Last spring, the Centers for Disease Control and Prevention announced that annual reported cases of STIs in the United States hit an all-time high for the sixth consecutive year in 2019. The agency cited a number of reasons for this. trend, in particular the difficulty of access. Prevention and care of STIs, decreased condom use among vulnerable groups, including youth and gay and bisexual men, and cuts to STI programs at national and local levels.
[Related: America’s sexually transmitted disease rates are out of control]
The fact that these infections may be asymptomatic may also play a role, says Sarah Horvath, OB-GYN at Penn State Health Obstetrics and Gynecology. “Many patients may not know they have chlamydia, gonorrhea or syphilis; all three can be quiet,” she says. “So they can’t ask for care.” An additional factor may be that people who have already been treated may also be reinfected by their partners, she says.
The arrival of COVID-19 has compounded this problem. “I’m very, very concerned that we’re going to see even bigger increases for 2020 and 2021,” Horvath says. Since the start of the pandemic, people have become more hesitant to get tested or undergo routine examinations. Some spend more time with abusive partners who can limit their access to health care, says Horvath. On top of this, health systems in many areas have been overwhelmed, limiting their ability to easily treat and diagnose STIs.
“In some places, even if a patient really wanted to come in, they see longer wait times,” says Horvath. “Especially if it is a new patient, whether they live in a rural area or are part of an already somewhat marginalized group within the health system, it is even more difficult to access to care.”
Requiring insurance companies to cover home testing for HIV, chlamydia and other infections is one of several measures included in the new California law to combat rising STI rates. “This is the first law of its kind, and I would say it’s state-of-the-art,” said Stephanie Arnold Pang, senior director of policy and government relations for the National Coalition of STD Directors, to Kaiser Health News (KHN). “We want to remove all the barriers that prevent someone from getting tested for STIs, and the out-of-pocket cost is a huge factor.”
The rule went into effect Jan. 1 for people with state-regulated private insurance plans, though how much they pay will depend on their plan, provider and whether they qualify for free testing. Meanwhile, the state’s Medicaid program is still updating its billing codes to pay for the tests. Another potential complication is that some labs may be reluctant to test the samples people send in because the tests haven’t been approved by the U.S. Food and Drug Administration for home use, KHN noted, which means they have not yet been thoroughly tested by the federal government. agents, such as home COVID-19 testing.

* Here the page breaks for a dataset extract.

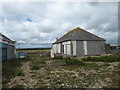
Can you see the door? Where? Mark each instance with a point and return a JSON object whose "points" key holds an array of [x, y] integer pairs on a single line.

“I think anything that improves a patient’s ability to access that care is fantastic,” says Horvath. “The question is whether or not they will be able to access the treatment they need if they test positive.”
Still, she says, home testing has a number of advantages. “It has a level of privacy that some patients may find very appealing,” says Horvath. “It’s a very good alternative for patients who can access this care without having to go to the clinic.”
In the future, she hopes to see similar bills passed in other states that cover home testing for people with state-sponsored insurance, as well as those with private insurance or no insurance. A top priority, says Horvath, is to “ensure everyone has access to testing and to ensure there is a mechanism to get patients and their partners to prompt treatment if and when a test is positive. “.
Equally vital to slowing the spread of STIs, Horvath adds, is making sure people have access to resources about these infections and how to protect themselves.